New figures from the Society of Motor Manufacturers and Traders (SMMT) demonstrate the extent to which the fleet car market is driving the reduction of emissions on the UK’s roads.

There have never been as many cars on the road as there is now, however, over the last 12 months CO2 emissions have fallen by 2.1% across the board and by a huge 11.5% in the company car sector.  

Rows of expensive modern cars on asphalt parking of manufacture

The report credits this to the ‘compelling fiscal incentives encouraging fleets to invest in EVs and manufacturer investment in new lower and zero emission models.’ It adds: ‘Providing private consumers with similar incentives to switch would help dramatically decarbonise UK road transport.’

The headline figure in the report is that 2023 saw the biggest growth in car ownership for seven years, with the total number rising by 1.6% to 35,694,845.

2.7% (or one-in-40) of the cars on the road is a zero emission vehicle, with almost half a million new battery electric (BEV) and plug-in hybrid (PHEV) vehicles being registered last year. This compares to just 1.9% in 2022.

While the number of EVs on the road is increasing, EV charging infrastructure is barely keeping up.  The current figure of one chargepoint for every 35 EVs is no better than it was a year ago. 

The highest rates of EV ownership are in London and the South East where 5.9% of all cars are emissions-free.

On the other side of the coin, the position public transport finds itself in looks less rosy, with bus fleet levels falling to their lowest since records began. The 71,239 currently on the road representing a sizeable reduction from the 100,000+ in 2007.

Mike Hawes, SMMT Chief Executive, said: ‘After two challenging years of constrained supply, more people and businesses across the UK are now getting back behind the wheel – and increasingly, opting for greener options.
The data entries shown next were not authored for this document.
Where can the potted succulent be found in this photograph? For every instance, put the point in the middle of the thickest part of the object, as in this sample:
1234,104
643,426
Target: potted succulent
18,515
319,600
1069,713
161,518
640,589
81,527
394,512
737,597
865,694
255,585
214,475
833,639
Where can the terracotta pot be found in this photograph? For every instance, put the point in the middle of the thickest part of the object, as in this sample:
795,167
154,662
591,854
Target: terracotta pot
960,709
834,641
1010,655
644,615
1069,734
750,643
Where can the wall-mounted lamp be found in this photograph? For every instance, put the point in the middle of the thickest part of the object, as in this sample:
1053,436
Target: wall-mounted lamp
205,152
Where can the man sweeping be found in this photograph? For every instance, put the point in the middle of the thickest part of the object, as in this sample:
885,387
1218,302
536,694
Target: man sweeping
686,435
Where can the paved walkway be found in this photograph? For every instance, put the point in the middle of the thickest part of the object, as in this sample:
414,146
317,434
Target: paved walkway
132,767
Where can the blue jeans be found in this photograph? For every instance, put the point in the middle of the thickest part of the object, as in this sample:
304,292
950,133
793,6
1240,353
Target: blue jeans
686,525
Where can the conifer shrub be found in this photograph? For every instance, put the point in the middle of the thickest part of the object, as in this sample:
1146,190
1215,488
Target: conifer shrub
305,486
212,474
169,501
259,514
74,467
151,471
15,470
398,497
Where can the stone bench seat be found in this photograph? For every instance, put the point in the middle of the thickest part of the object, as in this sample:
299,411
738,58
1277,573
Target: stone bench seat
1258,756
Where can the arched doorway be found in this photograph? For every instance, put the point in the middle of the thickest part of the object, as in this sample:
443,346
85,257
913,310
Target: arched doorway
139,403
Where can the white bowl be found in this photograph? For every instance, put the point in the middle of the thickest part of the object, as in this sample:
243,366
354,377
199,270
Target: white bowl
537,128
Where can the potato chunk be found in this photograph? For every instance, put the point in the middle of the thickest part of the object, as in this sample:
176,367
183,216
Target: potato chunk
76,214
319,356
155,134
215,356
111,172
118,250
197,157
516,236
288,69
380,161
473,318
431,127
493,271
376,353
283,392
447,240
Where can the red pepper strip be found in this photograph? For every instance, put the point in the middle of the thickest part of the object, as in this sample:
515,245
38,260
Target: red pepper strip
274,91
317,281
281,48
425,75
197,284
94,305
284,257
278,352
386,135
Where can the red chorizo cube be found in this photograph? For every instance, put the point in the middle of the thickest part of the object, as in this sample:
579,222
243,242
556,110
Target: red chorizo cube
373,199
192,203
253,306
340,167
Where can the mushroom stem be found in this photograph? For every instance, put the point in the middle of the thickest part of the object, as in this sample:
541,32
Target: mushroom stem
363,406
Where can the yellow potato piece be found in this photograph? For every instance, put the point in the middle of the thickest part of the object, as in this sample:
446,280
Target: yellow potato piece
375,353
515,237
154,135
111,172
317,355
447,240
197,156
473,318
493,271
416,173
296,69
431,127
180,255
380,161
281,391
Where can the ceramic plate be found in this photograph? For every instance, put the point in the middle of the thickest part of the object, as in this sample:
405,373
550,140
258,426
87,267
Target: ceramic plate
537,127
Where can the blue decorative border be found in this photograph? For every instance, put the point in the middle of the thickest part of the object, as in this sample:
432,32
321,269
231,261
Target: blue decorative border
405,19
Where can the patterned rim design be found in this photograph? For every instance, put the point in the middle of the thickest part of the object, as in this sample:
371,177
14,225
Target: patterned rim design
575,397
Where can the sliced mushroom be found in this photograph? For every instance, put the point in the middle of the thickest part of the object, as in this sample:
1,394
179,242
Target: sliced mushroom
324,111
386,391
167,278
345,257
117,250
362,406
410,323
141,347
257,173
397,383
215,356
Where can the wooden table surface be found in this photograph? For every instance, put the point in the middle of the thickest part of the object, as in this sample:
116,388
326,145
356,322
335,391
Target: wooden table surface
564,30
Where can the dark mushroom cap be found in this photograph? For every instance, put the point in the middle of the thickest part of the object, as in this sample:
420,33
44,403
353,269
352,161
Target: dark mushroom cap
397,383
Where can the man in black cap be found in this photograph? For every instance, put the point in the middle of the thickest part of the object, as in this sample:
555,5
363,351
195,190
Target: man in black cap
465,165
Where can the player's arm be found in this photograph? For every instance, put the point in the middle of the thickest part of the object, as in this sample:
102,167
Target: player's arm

However, given the ageing fleet, we now need to encourage consumers and businesses who have deferred purchases of new cars, vans, trucks and buses to upgrade.

‘A stronger and stable economy, coupled with reduced living costs, would boost consumer and business confidence, while compelling fiscal incentives would ensure that these purchases are emissions free. Not only would this accelerate the transition – fundamental to the UK’s net zero ambitions – but it would also stimulate the economy and enhance the wider environment in which we all live.’